Both before and after 2004, when the new process was first instituted, a computer matched kids and schools based on how the schools rated the kids and how the kids ranked their preferences.

Prior to 2004, the schools could see how they were ranked by the kids, and many only took kids who put them first on the list. Because the kids knew that, they tried to outguess the schools by placing their first choice second or third on the list, with the unfortunate result that a lot of kids ended up guessing their way out of any match whatsoever.

A kid could conceivably just miss the cut in her first choice, but because she placed it first in her list, would be locked out of the next school down the list, which had already filled up with kids that had put it first, bumping the kid all the way down the list like a Slinky down a set of stairs.

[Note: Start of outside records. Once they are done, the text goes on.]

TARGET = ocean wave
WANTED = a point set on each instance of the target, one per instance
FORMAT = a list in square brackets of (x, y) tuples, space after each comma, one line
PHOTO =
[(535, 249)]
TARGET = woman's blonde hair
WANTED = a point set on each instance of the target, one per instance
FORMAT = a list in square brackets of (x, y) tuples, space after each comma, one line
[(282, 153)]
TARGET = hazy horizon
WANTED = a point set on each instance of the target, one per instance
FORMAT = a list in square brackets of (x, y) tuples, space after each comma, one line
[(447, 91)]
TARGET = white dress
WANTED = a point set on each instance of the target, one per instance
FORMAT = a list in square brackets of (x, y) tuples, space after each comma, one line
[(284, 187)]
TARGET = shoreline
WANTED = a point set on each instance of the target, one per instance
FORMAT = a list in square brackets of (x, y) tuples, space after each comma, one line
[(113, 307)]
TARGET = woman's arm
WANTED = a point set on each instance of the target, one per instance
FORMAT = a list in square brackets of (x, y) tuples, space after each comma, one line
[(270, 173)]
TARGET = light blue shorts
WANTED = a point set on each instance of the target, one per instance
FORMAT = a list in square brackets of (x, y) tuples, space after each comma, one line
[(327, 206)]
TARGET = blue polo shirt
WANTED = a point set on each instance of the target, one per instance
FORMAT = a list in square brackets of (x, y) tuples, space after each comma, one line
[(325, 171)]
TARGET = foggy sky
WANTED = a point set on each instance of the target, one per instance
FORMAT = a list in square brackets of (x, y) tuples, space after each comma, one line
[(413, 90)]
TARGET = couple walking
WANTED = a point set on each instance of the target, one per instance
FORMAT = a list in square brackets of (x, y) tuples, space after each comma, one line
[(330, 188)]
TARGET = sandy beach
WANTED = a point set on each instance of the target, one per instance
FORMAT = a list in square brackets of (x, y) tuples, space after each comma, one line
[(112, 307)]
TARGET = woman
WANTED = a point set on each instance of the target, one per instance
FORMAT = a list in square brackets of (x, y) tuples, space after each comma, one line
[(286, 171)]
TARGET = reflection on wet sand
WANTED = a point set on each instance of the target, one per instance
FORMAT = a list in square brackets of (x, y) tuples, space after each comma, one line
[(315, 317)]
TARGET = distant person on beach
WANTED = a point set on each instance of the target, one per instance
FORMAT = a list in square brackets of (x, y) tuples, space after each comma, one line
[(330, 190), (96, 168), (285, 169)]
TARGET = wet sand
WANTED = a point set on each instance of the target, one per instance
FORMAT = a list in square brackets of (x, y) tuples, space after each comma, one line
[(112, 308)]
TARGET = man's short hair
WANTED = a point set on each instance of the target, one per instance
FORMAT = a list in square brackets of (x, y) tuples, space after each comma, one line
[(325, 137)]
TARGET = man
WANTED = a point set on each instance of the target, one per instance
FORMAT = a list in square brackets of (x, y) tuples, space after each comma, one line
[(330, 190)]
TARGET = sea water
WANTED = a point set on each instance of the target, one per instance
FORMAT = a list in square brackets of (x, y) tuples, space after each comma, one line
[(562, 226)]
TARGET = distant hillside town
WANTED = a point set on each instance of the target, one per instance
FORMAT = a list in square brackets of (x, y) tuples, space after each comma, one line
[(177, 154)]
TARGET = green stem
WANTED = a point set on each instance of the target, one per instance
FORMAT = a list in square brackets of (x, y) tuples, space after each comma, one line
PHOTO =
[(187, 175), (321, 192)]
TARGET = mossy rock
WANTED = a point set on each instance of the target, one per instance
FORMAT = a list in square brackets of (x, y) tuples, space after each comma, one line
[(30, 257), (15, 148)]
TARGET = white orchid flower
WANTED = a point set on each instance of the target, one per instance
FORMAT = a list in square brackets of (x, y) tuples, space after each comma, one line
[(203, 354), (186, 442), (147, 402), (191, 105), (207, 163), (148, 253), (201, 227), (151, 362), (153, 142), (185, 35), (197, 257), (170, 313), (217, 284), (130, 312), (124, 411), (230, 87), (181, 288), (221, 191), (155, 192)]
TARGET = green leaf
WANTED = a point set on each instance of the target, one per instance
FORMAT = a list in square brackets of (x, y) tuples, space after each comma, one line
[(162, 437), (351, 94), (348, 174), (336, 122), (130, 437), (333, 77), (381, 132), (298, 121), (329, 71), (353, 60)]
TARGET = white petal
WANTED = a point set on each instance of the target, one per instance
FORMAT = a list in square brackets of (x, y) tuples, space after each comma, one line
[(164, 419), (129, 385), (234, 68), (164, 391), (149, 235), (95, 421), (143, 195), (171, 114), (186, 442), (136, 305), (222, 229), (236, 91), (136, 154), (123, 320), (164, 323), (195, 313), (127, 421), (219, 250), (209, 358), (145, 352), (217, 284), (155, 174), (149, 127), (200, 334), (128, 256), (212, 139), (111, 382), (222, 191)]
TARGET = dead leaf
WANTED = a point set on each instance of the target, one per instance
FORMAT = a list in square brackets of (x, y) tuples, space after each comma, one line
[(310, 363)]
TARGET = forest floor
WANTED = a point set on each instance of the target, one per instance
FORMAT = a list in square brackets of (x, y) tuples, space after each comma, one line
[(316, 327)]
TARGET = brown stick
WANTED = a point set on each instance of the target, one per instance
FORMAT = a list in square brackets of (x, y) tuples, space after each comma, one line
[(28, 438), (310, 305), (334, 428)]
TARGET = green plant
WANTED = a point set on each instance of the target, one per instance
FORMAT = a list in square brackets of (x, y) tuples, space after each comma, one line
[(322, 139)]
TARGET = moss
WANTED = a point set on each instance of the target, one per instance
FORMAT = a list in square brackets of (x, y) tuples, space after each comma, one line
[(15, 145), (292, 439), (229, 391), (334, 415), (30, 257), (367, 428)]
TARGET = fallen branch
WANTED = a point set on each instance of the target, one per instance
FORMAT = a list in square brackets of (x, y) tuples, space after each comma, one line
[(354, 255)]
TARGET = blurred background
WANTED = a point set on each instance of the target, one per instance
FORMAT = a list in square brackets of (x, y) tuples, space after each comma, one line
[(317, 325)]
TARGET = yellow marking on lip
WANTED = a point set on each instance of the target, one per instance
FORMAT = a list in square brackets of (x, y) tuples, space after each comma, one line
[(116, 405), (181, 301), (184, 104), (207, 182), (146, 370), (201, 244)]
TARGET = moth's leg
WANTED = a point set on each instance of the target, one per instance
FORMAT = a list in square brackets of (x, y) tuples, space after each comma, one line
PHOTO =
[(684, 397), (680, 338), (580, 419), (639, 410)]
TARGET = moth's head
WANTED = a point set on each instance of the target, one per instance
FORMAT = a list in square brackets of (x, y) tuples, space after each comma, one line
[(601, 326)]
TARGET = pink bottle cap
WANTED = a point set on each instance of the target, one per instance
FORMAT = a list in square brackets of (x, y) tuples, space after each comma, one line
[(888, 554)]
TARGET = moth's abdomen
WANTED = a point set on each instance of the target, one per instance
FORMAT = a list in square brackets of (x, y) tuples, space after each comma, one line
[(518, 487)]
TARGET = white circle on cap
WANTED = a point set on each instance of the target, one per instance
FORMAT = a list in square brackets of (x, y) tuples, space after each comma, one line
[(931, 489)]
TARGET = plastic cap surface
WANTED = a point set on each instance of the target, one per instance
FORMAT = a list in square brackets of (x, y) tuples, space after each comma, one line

The new algorithm adopted by the Board of Ed in 2004 is designed to avoid this, by using a "student-proposing deferred acceptance mechanism," which is strategy-proof, according to Professor Alvin Roth of Harvard.

The way it works is sort of like this: Let's say for the sake of simplicity that each school has 10 spots. Every school that Kid A applies to looks at his record and ranks him numerically. Assume School 1 ranks Kid A 11th and School 2 ranks him seventh. Using the old method, Kid A doesn't get into School 1 because he's too low at 11th, and doesn't get into School 2 because it's already filled up with 10 kids who ranked it first on their list.

In the new system, schools accept kids, but defer their final decision until the whole selection process is finished (hence the phrase "deferred acceptance").

So what happens is Kid A is still rejected by School 1. School 2 has also filled up, but now that Kid A's name comes along because he was rejected by School 1, Kid A gets slotted into seventh place by School 2, the kid in the seventh slot of School 2 is bumped down to eight, and so on, until the kid in spot 10 is bumped to 11 and is no longer selected by School 2. His application is then presented to the school that is second on his list. And on and on and on.

The end result is that it takes guessing out of the equation for kids. "It no longer makes it a dominant strategy to not put their true preferences," Roth told me.

But the sad truth is that many school administrators not only don't understand the mechanism, they don't believe the Board of Ed when it says kids shouldn't try to game the system. I know a lot of parents who were told by their guidance counselor that, "School X won't pick anyone who doesn't put them first on the list."

Those guidance counselors need to catch up on their reading. The schools don't know where the kids rank them, and where kids rank them doesn't affect their mathematical chances of getting in. Period.

That still doesn't quite explain why more than 7,000 kids didn't get matched. One reason could be that kids only applied to top schools and didn't include any safety schools. Andy Jacob, a spokesman for the Board of Ed, told me, "it's conceivable you could be a pretty good A student, but if you only apply to Harvard, Yale and Princeton, you might not get into a school at all."

But there is one thing the Board of Ed could do to reduce the number of kids who don't get any of their choices. Roth told me he encouraged the Board of Ed to let students pick fifteen schools rather than twelve. "A substantial number of kids, around one-fifth, put down twelve choices. It's logical to assume that if they write down twelve, they might like to write down more." And that would result in more matches.

Roth wouldn't tell me why, but the Board of Ed decided to reject this advice.

The Board of Ed also counsels kids not to list twelve schools unless there are really twelve schools they'd like to attend. Not only is this a tacit admission that a very small percentage of the 500 public high schools in the city are acceptable to most kids, but it perpetuates the idea that you can somehow game the system.

The Board of Ed should understand that the algorithm isn't merely an academic exercise. It really works. It would be even better if they allowed kids to pick more schools -- and the issue would be moot if more schools were more acceptable to more parents.